Baseado no perturbador romance de Donald Ray Pollock, o filme “O Diabo de Cada Dia”, do roteirista e diretor brasileiro Antonio Campos, traz um elenco de estrelas interpretando uma série de personagens sinistros e esquisitos. Há um pregador profano (Robert Pattinson), um casal de serial-killers (Jason Clarke e Riley Keough), um xerife desonesto (Sebastian Stan) e um jovem que quer se livrar de todos eles (Tom Holland, famoso por seu papel como Homem-Aranha).
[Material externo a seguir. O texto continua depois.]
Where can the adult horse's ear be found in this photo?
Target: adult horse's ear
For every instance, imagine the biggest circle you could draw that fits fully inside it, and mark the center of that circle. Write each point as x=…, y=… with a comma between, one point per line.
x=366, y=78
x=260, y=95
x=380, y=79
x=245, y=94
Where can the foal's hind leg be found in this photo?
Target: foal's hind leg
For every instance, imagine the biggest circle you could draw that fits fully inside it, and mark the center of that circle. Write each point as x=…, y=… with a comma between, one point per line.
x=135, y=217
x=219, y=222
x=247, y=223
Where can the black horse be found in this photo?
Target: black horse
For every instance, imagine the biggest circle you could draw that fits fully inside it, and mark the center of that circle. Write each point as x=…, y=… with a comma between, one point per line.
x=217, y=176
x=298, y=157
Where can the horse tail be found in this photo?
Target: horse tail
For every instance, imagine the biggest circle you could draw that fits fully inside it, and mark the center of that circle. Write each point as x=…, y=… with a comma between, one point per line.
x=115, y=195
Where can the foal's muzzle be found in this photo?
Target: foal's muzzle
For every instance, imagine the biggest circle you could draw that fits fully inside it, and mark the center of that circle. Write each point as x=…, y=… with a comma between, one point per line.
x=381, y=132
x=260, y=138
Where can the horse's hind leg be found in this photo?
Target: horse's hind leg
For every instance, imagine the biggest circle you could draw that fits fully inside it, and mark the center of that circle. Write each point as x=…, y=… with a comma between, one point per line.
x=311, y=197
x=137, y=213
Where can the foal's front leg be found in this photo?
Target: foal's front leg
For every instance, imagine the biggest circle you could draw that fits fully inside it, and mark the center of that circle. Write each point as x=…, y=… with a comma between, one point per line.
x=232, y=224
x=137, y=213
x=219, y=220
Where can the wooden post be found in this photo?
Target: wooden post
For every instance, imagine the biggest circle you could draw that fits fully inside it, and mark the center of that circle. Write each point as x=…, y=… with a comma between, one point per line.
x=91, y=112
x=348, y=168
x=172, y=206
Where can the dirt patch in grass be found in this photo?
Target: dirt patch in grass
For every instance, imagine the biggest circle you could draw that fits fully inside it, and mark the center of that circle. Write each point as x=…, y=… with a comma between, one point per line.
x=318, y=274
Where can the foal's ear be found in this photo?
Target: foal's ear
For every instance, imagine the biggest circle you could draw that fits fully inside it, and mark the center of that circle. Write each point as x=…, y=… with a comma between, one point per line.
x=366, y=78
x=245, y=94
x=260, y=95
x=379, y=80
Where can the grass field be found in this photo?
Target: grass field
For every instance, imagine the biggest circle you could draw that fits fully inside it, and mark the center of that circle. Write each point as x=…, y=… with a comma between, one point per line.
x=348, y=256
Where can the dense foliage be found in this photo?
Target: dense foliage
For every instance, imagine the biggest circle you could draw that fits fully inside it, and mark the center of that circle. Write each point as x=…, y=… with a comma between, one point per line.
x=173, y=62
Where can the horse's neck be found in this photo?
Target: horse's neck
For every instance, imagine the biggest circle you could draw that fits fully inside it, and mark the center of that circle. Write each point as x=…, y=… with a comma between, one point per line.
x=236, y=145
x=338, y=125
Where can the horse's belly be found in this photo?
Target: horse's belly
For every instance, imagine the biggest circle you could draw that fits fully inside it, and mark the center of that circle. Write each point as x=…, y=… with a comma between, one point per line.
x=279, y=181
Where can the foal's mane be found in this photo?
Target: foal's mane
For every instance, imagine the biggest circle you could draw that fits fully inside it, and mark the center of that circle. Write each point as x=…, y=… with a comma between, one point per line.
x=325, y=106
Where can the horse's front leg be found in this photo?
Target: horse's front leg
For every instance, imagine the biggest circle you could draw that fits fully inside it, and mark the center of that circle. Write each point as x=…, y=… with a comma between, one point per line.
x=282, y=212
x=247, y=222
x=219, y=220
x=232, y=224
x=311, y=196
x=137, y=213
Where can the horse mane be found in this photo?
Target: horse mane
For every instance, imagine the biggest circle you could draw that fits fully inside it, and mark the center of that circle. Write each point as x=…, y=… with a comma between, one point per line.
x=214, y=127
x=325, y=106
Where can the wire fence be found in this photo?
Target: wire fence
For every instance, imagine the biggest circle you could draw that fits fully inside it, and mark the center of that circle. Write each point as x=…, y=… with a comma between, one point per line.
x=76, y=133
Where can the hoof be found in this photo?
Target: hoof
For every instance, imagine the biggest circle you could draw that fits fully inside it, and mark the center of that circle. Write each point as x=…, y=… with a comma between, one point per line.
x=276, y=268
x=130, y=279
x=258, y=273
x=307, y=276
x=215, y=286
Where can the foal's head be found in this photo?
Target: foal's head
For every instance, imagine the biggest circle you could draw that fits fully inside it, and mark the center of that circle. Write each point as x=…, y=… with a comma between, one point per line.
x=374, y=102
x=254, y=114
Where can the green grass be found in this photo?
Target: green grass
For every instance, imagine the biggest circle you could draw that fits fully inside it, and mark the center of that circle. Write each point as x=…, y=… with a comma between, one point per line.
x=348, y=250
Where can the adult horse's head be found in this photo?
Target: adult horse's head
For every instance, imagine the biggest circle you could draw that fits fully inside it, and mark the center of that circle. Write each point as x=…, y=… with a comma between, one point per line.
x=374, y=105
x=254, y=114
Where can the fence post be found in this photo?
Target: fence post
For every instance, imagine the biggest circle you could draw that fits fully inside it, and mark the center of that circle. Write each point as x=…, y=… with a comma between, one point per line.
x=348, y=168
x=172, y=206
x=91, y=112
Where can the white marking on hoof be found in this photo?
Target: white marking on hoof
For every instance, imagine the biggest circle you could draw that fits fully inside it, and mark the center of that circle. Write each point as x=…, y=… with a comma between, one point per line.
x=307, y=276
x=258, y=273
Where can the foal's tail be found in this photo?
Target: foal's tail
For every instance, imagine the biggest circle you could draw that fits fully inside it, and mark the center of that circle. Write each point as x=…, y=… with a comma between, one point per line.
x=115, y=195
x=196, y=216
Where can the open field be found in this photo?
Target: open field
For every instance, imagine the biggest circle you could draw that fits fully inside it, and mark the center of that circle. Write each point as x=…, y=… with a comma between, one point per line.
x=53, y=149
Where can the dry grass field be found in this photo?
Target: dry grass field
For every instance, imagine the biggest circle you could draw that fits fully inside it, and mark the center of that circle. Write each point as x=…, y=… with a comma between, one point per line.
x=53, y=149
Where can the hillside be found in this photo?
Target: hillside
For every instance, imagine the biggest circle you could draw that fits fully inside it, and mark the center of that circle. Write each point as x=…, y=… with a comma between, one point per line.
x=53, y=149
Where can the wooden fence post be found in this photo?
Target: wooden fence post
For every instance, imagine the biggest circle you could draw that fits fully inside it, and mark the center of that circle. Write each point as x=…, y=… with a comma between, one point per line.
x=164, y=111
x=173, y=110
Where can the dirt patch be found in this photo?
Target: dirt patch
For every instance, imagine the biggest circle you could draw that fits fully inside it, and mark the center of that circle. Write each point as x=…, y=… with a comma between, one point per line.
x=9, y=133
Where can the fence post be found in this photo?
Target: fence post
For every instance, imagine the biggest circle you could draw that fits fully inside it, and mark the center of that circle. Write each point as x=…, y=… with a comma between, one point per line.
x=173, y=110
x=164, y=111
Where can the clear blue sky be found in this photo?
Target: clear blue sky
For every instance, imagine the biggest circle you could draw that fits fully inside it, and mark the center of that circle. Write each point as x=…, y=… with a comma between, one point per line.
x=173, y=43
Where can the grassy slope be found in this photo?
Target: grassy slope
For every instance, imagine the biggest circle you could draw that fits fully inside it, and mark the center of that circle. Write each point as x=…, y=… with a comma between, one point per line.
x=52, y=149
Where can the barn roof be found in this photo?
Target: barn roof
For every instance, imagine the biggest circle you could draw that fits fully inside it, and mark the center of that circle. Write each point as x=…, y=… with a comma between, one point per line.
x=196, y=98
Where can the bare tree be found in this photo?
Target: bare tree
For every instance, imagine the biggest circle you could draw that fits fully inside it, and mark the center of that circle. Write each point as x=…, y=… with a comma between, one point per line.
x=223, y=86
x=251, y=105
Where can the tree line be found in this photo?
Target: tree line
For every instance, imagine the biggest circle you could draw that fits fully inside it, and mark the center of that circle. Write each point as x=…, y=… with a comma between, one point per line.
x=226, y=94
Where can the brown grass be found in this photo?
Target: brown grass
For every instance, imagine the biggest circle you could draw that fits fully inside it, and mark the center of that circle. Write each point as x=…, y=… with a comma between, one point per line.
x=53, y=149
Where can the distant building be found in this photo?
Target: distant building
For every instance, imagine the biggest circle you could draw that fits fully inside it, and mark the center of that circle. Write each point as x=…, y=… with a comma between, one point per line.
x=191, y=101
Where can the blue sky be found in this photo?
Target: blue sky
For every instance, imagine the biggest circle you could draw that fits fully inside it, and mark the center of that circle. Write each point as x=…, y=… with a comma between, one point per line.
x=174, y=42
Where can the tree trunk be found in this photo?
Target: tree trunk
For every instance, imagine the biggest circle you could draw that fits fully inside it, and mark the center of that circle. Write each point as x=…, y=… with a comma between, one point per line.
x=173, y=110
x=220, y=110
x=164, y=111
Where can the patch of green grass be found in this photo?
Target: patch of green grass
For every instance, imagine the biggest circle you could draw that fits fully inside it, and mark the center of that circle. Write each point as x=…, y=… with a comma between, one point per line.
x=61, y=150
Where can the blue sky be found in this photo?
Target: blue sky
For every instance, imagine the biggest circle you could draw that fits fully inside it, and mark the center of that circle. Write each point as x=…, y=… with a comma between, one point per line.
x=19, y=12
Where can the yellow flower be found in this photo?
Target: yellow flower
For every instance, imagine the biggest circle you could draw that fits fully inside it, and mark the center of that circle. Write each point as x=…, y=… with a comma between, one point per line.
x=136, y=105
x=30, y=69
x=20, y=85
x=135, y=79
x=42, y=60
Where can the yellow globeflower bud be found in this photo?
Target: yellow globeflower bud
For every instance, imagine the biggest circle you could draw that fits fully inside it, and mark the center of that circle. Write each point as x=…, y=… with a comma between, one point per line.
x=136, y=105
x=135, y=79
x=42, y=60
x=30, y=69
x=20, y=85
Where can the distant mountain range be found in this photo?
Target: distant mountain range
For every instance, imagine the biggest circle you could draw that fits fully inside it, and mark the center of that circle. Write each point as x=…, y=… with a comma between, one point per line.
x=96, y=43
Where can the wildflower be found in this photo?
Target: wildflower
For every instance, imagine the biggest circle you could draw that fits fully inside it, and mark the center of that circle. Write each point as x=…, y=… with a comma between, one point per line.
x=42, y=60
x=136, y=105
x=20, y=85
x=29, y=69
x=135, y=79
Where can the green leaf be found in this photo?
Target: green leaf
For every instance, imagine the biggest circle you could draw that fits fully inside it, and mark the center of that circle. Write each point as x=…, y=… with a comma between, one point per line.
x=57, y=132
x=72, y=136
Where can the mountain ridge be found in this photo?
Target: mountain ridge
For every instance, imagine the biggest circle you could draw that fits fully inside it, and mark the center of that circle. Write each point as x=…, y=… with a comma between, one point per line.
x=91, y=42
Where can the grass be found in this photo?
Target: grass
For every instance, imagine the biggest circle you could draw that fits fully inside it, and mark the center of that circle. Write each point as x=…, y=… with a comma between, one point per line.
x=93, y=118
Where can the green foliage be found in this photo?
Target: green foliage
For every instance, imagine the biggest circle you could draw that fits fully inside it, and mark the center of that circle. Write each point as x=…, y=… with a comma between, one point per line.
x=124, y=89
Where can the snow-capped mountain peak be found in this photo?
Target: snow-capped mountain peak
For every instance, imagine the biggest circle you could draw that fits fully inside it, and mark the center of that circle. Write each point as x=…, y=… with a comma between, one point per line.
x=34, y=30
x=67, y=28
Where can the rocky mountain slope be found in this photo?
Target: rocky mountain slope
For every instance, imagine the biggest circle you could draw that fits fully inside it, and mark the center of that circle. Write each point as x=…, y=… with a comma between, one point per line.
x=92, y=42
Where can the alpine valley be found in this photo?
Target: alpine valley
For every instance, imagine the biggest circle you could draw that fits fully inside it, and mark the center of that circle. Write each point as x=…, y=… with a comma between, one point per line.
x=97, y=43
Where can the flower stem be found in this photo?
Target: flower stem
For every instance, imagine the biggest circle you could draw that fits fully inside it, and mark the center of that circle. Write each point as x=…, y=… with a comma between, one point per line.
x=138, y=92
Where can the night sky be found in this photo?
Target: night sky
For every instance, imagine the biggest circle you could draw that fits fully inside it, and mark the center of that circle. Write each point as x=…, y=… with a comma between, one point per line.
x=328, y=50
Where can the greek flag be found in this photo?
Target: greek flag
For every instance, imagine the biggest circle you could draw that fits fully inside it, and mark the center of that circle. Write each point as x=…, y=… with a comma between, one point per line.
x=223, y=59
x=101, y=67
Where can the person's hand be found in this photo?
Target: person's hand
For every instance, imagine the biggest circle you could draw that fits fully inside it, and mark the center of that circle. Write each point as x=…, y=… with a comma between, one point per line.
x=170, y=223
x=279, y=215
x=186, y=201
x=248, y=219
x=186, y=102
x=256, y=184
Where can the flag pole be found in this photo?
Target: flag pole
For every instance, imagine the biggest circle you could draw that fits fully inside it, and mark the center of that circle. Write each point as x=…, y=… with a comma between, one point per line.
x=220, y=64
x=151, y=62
ISTOÉ conversou com Campos para descobrir o que está por trás dessa produção da Netflix que já está sendo apontada como possível candidata ao Oscar de 2021.

“O filme é focado nos fanáticos. Quem tem uma relação saudável com a religião verá isso” Antonio Campos, diretor (Crédito:Divulgação)

“Diabo de Cada Dia” é um filme intenso e violento. O que te atraiu nesse projeto?
Quis contar uma história geracional sobre um trauma que passa de pai para filho. Me apaixonei pela atmosfera noir e gótica da trama.

Você reuniu um elenco de estrelas. Como foi o processo de escolha dos atores?
Robert Pattinson foi o primeiro a ler o esboço do roteiro. Eu disse a ele: “pode escolher qualquer papel”. Ele quis fazer o padre perverso. Tom Holland já havia sido escalado para o papel do Homem-Aranha, mas o filme ainda não havia estreado. O timing foi bom e acho que o roteiro foi interessante o suficiente para atraí-los.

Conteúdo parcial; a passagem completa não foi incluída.